After my failure at Sutton’s Gulch, the others were cold or outright hostile to me. At night, I heard Cassie trying to convince the Kid to send me away, but Elzy’s wound required my care. We were lucky—with daily applications of witch hazel and clean dressings the wound began to close, and the red border of infection I’d been anticipating with dread failed to materialize. Elzy wouldn’t look at me when I examined her, and only spoke if something hurt.

On the morning of the seventh day after I got Elzy shot, Agnes Rose came to visit me in the orchard. I’d taken to spending most of my time there since the others had made it clear I wasn’t welcome at the firepit, or in the bunkhouse, except to sleep or check on Elzy. When Agnes Rose came up the path I was rereading Mrs. Schaeffer’s book, the part about stillbirths and their possible causes.

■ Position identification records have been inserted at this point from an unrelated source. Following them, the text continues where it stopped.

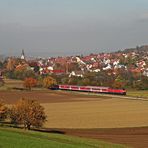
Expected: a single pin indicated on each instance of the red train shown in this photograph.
(94, 89)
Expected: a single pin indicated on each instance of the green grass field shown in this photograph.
(15, 138)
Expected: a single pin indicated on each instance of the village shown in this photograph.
(127, 68)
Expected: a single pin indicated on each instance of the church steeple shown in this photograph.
(23, 55)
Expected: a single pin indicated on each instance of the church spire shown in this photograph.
(23, 55)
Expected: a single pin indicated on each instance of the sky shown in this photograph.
(69, 27)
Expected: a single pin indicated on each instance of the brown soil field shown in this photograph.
(105, 118)
(46, 96)
(132, 137)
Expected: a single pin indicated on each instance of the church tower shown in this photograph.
(23, 55)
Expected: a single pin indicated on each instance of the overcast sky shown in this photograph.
(60, 27)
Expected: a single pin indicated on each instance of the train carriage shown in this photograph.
(93, 89)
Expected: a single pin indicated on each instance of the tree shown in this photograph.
(49, 81)
(30, 82)
(27, 113)
(3, 111)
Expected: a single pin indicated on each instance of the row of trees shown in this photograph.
(26, 113)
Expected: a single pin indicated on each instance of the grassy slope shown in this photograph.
(14, 138)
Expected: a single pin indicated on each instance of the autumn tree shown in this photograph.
(28, 113)
(48, 82)
(29, 83)
(3, 111)
(10, 64)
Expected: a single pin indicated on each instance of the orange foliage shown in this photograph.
(30, 82)
(27, 113)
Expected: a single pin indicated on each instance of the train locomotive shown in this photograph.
(93, 89)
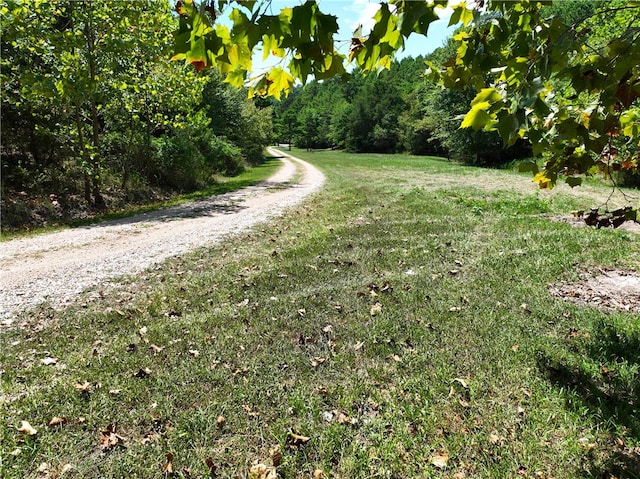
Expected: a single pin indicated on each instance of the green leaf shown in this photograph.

“What do you know about sleeping tonics?” Agnes Rose asked.

The question made me nervous. I didn’t want to betray the Kid’s confidence.

“Are you having trouble sleeping?” I asked.

Agnes Rose rolled her eyes.

“It’s for a job,” she said. “When you came here, you said you could mix something to put a man to sleep. Was that just talk?”

The person who had spoken so confidently that night about her own abilities felt like a stranger to me now. But I still remembered what she knew.

“I can do it,” I said. “I just need some laudanum.”

The trading post was two days’ ride northwest of Hole in the Wall, on Lourdes Creek in the grasslands. Since it was Arapaho hunting ground there were no roadhouses, and when we stopped for the night near a small stream we saw the remains of other camps: eggshells, the charred leavings of a fire, human shit poorly covered in dirt.